Deann Borshay Liem: Hee Bok Kim says we need to know more about North Korea before we judge it. Her experience and others who have reunited should guide us.
Q: Even among the few who have managed to make the journey to see family in the North, there have been many cases where it was too late, that most or all of their immediate family had died. Is there a risk that as the years go by and survivors die that there will be less a sense of urgency to heal the divide?
Ramsay Liem: There is always a danger that the further you get away from the reality of the war, and it’s quite far already after 60 years, that it is quite difficult to make people aware of these continuing conditions.
Q: How important is it to expose the myths about why Korea is divided? As professor Bruce Cumings of the University of Chicago says in the film, most Americans don’t know that it was the U.S. occupation force that drew the DMZ immediately after World War II, not the Koreans themselves.

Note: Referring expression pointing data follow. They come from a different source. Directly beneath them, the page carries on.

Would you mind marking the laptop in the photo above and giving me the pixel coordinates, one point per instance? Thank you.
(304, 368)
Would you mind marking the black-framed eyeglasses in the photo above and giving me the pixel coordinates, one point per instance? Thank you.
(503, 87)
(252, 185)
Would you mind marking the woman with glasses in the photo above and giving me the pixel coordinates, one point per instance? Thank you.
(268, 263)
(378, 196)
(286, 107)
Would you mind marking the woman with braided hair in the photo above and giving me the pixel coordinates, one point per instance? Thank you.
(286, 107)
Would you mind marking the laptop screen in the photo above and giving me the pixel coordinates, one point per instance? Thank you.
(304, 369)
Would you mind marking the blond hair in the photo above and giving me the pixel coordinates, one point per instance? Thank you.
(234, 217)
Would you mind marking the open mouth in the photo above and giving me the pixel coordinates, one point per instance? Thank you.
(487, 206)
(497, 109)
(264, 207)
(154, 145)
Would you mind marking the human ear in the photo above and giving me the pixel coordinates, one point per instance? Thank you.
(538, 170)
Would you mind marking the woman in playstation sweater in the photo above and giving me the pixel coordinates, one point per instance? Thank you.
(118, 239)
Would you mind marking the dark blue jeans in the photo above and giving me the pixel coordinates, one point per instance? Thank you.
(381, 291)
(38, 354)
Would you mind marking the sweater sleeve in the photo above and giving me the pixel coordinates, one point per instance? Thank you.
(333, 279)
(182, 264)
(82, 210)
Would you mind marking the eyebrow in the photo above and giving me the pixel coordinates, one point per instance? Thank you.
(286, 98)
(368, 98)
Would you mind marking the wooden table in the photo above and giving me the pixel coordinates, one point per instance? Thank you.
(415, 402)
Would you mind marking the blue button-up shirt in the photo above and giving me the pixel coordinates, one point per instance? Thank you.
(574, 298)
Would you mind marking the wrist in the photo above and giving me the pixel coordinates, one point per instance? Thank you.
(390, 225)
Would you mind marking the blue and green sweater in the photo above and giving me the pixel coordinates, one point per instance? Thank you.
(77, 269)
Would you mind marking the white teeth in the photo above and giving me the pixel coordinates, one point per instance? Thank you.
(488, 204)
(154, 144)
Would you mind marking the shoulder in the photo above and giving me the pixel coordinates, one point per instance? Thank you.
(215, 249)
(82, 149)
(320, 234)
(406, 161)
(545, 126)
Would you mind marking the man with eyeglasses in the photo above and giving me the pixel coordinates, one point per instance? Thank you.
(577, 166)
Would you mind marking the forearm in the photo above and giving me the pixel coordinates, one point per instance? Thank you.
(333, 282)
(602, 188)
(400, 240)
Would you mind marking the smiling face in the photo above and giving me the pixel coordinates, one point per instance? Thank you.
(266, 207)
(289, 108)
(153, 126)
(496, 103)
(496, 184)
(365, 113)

Ramsay Liem: Without question, this lack of understanding of the history is a big piece of the problem. Most people assume that North Korean hostility and belligerence are at fault, that for some reason they want to attack us. The fact is that you can’t understand why we have these moments of intense crisis with North Korea nowadays without going back and trying to understand the origins of this situation. Americans fought in this war, we were a major player, and that war has to be ended. It is my deepest conviction that North Koreans don’t want this hostile relationship.

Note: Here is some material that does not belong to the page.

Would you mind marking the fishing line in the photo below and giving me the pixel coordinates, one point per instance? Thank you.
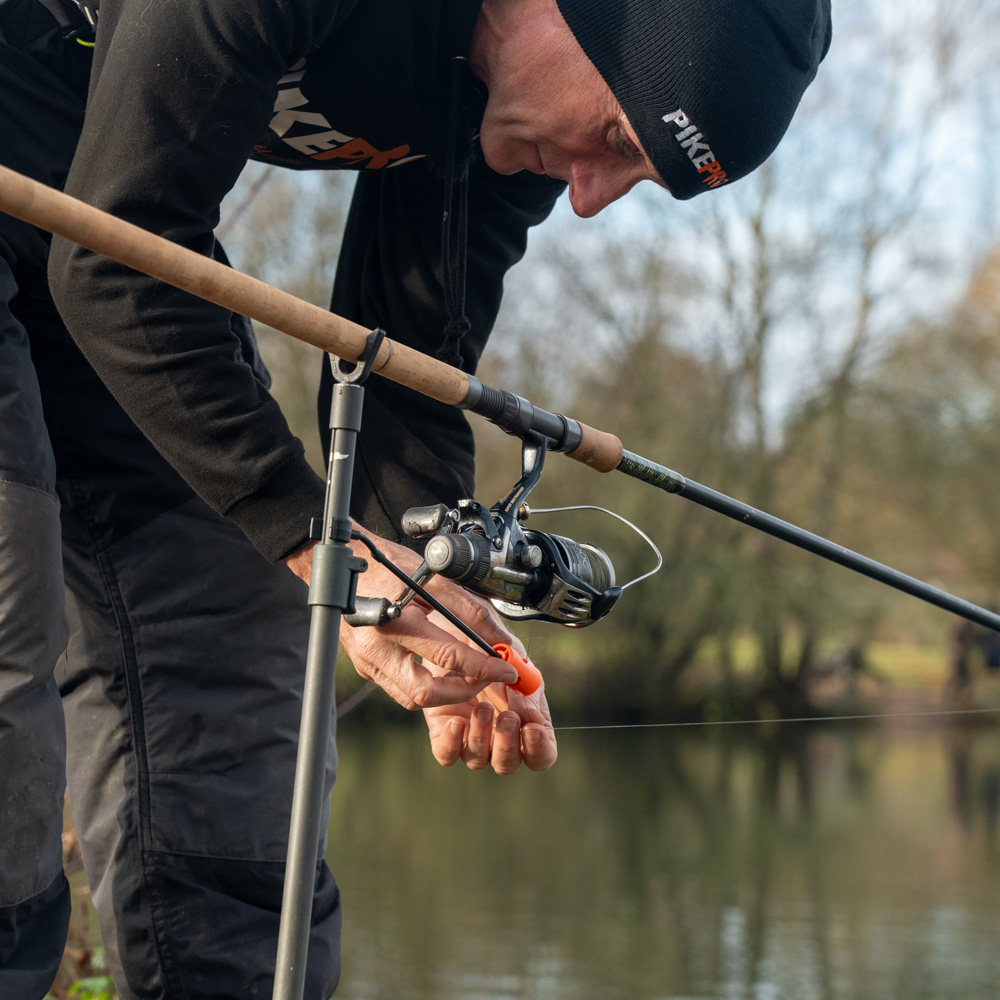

Deann Borshay Liem: Mainstream media portrayals of North Korea are very one-dimensional. News reports usually show pictures of people in military uniforms. You don’t see the human beings there. This portrayal has created a moral and psychological distance from the country. This idea of learning more about the country before we create policies and make judgments is an important message in the film.
Q: How do North Koreans explain the vast development gap between their country and South Korea, where GDP is 40 times that of the North?
Ramsay Liem: In spite of everything said about how closed North Korea is, information does get in and out. Certainly members of the leadership are well aware of their economic conditions. Kim Jong Un has made it a priority, and he’s said very publicly, that it’s time to make living conditions for average North Koreans significantly better than they are or have been. It’s not something they have denied. But having to invest so much of their limited resources in national security makes it incredibly difficult for them to move forward.
Q: What would have happened if the United States hadn’t occupied the South and created the DMZ as a bulwark against further Soviet expansion? Would we have a united and independent Korea today that, like other Soviet satellites, might have broken free of communism after collapse of the Soviet Union?
Ramsay Liem: There are diverse views about the what-if scenarios. Some say there would have been intense civil conflict whether the Soviets and the United States got involved or not. No one thinks that the level of damage to the country would have come close to what happened during the Korean War, when one-tenth of the population was killed. But who knows what shape the country would have taken? I do think the country would have remained united; the only question is in what form. I’m confident they would have found their own path.
Q: How do you assess the chances for reunification of the Korean peninsula in your lifetimes?
Ramsay Liem: From my point of view, reunification is not an all-or-nothing outcome. It’s a process. In thinking of my own lifetime and what remains of it, I am hopeful there will be progress, a return to negotiations, some willingness at the highest levels to meet. I hope there will be some move away from the intense hostility we’ve seen in the last several months.
Deann Borshay Liem: I’m not sure what will happen in my lifetime but I would like to see steps taken in that direction. In many ways our film represents the keeping of that hope alive that there will be peace.